Het aantal mogelijke toepassingen van dit inzicht is groot. Deze keer moest ik bij herlezing van het betoog vooral denken aan twee recente artikelen in The Economist. Ten eerste een boekrecensie (14 maart 2015) onder het kopje “Infamy, infamy: Shame in the modern world”.6 De recensie gaat over twee boeken:

   1. Jennifer Jacquet, Is Shame Necessary? New Uses for an Old Tool
   2. Jon Ronson, So You’ve Been Publically Shamed.

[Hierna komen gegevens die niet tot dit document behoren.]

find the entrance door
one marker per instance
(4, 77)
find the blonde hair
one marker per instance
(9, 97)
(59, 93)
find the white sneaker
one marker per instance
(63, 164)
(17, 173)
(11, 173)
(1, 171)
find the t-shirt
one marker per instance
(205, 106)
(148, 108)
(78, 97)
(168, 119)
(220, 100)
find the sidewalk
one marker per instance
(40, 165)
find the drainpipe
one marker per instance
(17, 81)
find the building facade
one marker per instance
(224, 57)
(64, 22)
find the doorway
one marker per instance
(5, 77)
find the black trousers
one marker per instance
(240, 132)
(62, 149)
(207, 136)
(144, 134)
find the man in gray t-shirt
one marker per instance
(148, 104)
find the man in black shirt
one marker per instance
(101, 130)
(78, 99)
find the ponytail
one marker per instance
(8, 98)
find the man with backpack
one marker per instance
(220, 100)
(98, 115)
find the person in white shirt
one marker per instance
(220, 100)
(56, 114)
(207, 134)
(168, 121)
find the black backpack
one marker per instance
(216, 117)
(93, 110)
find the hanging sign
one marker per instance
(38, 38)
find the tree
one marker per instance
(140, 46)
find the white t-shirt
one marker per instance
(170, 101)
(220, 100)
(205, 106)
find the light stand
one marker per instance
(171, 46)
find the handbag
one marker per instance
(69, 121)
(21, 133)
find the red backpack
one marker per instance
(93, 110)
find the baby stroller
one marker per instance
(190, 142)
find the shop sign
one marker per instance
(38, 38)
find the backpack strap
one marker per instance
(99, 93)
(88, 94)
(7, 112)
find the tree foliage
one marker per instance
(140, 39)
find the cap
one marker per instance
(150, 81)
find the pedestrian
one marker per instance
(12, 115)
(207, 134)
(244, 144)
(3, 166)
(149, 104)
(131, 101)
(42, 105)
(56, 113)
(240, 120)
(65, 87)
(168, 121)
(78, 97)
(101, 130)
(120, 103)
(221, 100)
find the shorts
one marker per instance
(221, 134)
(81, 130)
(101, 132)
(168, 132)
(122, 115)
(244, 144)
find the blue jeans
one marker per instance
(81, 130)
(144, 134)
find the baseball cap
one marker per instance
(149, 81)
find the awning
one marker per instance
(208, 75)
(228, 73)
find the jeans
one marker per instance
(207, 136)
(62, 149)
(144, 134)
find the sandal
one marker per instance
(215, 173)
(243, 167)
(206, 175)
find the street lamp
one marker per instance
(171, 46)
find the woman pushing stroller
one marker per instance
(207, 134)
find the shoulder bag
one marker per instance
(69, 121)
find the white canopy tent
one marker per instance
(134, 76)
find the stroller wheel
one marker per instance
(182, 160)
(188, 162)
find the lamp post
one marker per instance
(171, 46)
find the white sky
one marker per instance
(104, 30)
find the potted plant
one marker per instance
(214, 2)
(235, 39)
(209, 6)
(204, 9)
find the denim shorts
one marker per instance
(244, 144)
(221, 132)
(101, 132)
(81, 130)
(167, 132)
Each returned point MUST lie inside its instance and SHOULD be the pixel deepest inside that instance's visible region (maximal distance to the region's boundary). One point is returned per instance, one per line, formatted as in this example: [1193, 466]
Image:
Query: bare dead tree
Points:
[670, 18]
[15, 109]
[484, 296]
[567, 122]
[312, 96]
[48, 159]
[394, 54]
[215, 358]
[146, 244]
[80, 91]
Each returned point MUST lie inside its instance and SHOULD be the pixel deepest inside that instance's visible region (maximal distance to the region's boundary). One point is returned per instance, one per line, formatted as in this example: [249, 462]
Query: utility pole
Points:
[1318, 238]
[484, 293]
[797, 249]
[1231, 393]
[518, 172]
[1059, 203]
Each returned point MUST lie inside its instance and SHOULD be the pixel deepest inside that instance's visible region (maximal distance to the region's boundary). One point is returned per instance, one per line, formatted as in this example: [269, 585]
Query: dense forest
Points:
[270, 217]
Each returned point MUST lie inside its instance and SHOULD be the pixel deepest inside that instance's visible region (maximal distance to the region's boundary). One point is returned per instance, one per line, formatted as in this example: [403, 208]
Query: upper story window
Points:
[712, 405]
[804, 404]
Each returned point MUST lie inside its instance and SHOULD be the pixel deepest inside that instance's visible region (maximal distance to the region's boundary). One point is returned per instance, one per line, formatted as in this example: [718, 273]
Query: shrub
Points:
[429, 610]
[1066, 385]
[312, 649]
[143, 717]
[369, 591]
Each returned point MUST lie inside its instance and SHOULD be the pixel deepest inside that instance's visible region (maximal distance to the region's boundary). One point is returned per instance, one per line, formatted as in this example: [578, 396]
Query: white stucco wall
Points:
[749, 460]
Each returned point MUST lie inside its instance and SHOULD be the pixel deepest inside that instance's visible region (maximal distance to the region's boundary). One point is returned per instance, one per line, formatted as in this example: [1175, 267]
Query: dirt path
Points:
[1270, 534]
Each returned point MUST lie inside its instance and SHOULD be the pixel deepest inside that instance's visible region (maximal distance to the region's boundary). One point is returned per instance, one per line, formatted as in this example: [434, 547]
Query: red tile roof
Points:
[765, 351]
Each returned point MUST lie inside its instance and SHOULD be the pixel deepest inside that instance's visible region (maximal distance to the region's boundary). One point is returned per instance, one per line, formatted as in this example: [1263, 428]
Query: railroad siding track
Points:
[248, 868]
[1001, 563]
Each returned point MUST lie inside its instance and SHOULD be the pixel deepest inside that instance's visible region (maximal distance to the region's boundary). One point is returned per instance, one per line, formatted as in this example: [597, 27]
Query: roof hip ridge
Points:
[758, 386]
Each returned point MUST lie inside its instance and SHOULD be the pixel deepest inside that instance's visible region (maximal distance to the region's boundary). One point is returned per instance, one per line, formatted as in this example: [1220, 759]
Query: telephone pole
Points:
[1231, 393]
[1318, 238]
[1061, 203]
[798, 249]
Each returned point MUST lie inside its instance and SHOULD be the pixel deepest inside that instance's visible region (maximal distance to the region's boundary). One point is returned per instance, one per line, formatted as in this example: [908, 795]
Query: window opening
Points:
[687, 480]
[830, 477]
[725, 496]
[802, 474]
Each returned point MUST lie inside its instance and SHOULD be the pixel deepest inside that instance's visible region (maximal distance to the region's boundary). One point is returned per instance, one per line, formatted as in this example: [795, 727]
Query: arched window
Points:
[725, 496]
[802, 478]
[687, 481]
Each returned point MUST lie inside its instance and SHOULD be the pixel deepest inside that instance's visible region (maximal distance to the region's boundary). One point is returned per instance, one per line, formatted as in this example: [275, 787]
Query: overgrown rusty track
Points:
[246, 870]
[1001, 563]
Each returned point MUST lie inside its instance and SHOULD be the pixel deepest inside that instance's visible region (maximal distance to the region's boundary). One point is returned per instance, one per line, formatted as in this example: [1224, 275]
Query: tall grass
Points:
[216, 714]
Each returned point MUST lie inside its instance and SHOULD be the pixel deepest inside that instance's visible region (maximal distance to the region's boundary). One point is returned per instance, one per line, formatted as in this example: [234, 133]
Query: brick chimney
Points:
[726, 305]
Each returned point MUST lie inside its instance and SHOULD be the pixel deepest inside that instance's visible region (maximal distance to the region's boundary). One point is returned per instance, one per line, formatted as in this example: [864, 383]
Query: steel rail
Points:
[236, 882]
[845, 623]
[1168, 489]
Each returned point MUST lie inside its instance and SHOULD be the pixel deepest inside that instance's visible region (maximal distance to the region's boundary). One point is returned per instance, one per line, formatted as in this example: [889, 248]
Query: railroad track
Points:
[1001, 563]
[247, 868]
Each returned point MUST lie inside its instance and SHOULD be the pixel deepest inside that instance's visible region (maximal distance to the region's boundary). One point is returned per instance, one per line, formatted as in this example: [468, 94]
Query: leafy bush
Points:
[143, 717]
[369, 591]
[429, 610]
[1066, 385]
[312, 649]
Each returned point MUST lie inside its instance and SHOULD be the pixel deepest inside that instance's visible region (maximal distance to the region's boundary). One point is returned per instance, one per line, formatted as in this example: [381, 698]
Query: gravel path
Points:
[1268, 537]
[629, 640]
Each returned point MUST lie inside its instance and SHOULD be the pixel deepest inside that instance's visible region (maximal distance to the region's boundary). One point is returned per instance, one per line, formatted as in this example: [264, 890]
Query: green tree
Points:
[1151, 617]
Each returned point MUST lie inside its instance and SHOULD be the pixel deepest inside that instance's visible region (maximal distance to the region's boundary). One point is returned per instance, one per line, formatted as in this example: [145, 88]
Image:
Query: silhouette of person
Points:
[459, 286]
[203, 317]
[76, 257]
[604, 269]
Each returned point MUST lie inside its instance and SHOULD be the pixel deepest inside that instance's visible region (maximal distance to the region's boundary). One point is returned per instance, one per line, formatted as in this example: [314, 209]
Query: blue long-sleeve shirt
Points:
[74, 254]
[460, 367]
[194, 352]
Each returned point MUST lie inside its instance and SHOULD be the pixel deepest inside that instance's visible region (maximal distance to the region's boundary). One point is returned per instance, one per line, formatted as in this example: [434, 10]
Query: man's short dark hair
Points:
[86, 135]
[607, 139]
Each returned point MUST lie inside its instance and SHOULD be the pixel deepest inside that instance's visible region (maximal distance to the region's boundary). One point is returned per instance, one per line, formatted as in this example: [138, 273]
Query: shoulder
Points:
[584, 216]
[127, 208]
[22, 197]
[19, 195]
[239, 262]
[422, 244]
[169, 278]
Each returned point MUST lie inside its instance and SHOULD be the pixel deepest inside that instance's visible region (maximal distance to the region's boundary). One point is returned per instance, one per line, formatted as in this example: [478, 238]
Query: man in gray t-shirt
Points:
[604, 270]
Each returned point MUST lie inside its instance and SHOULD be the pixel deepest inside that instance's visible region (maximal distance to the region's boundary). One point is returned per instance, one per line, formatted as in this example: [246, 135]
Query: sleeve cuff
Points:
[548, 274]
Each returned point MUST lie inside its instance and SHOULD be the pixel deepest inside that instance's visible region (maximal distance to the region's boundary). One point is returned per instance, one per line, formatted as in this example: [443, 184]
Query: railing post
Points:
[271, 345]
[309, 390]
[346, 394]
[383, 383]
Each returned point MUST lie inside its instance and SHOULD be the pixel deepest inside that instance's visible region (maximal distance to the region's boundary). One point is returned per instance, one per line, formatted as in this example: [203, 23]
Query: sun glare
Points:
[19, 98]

Het eerste wordt gekarakteriseerd als een beschouwing die

te denken geeft over de zachte macht van smaad en het belang daarvan voor de maatschappelijke cohesie in een hoe langer hoe meer individualistische cultuur. In een marktsamenleving, waar aan bijna ieder principe een prijskaartje hangt, kan een beroep op belangeloze burgerzin en plichtsbesef weleens nostalgisch lijken, zo niet zinloos. Maar haal je iemands reputatie erbij, dan blijkt het ineens te werken ... Overheid en actiegroepen hebben ook gesnapt hoe effectief een schandpaal is ... De onuitgesproken boodschap ... is actueel en urgent ... Jacquet is vol lof over het democratiserend potentieel van schandpalen ...

Naar aanleiding van het andere boek zegt de recensent:

Schande spreken gebeurt volop; veranderd zijn alleen de sprekers. ... Angst voor de publiciteit verklaart de opkomst van honderden bedrijven die zich toeleggen op “reputatiemanagement”. Tegen betaling zorgen zij voor algemene, onschuldige content die de minder vleiende verhalen naar de derde of vierde Google-pagina en daarmee naar een betrekkelijk onopvallende plaats duwt.

        Dit is een selectie van slechts twee citaten, maar ik heb de hele recensie goed gelezen – en het ziet er echt naar uit dat noch de recensent, noch een van beide besproken auteurs één gedachte heeft gewijd aan een andere dan instrumentele benadering van het verschijnsel schaamte en schande. Sterker: ik kan me vergissen, maar de omschrijving Old Tool in de ondertitel van het eerste boek lijkt ervan uit te gaan dat schaamte en schande ook vroeger nooit anders zijn gezien dan als tool, gereedschap, instrument – als middel tot een doel. Het zou een gedachte zijn als dat de molens van Kinderdijk destijds gebouwd zijn om toeristen te trekken.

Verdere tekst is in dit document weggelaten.